Perhaps, but I have no interest in creating a new account just to find out. I'm glad to be done with them the same way I'm glad to be done with FB and Twitter.
(I'd love to kill off my Google account since I really only use it for YouTube, but a lot of my actual work requires Google Docs for my clients, so I have to stick with it for now.)
"Usually, this should not take more than a month."
"unsubscribe" requests are also often claimed to take days or weeks. Shouldn't deletion of a few DB records be &*$%ing instantaneous? Even if they're replicating to spread out the DB load, a deletion shouldn't take more than a few seconds to propagate.
But worse are the marketing mails that periodically come back from the dead after unsubscribe. This isn't limited to email though: the same occurs with telemarketer "do not call" lists and physical junk mail. It is almost as if the people responsible for these systems intentionally implement it so poorly that it breaks often. "Oops! The opt-out table was dropped because it wasn't on the migrate list."
This doesn't happen because writing code that automatically and permanently deletes things is TERRIFYING. Sure you should have backups and continually test your restore procedures, but I have never met an organization that's prepared to do partial restores from backups when bad code clobbers 0.05% of the records in your database.

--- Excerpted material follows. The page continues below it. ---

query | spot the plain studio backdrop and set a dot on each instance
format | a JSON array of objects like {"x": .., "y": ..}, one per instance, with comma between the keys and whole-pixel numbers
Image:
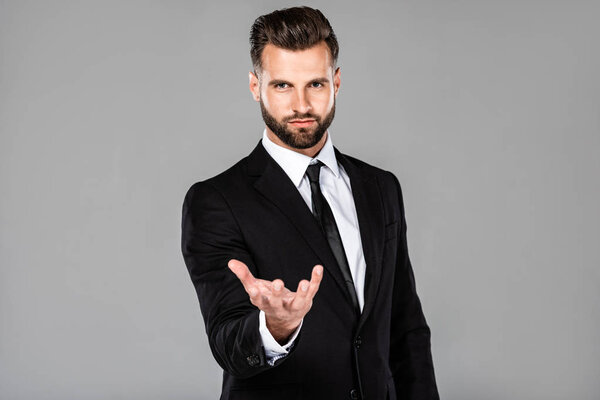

So you do what everyone does which is to add a tombstone bit on the DB record which you flip when the record is "deleted". If you have a middleware layer, this can be transparent to 99% of your code. Then you have a reaper process which actually deletes things on that "days or weeks" schedule alluded to above.
Implementation details about databases and backups have (checks notes) absolutely nothing to do with the claims made by lobbyists and marketing managers about how hard it is to do the particular thing that happens to be the thing that make them lose money.
But it sure is convenient for them to use that as an excuse.
Ah, now I see that the previous commenter was referring to email marketing unsubscribe requests. I have zero sympathy for the marketing managers (or lobbyists, or programmers) on that account.
To the original post, I have wondered how anyone writes software against any of these data exports from large companies. For Google Takeout alone there are hundreds of projects on Github. Are the schema definitions published anywhere? Are there announcements prior to changes? I imagine not.
Here's the reality in one workflow I know:
An unsubscribe request is taken verbally over the phone. A rep enters the request into a form and submits it. This goes into a database table.
Every Wednesday this gets rolled up into a flat file and placed on an internal FTP site.
This file sits until another batch process comes along to collect the file, encrypt it, and FTP it to a vendor.
The vendor then decrypts the file and adds it to their database.
If any of the batch processes fail for any reason, the file is held until the following week.
Meanwhile, some of the mass mailings are staged up to a week in advance with the opt-outs scrubbed at staging.
As a result, if the request comes in at just the right/wrong time, it could take two weeks or more for the requests to "kick in".
This is not to judge the reasonableness of any timeframe in question but merely to illustrate a real-world example of how this process is anything but instantaneous.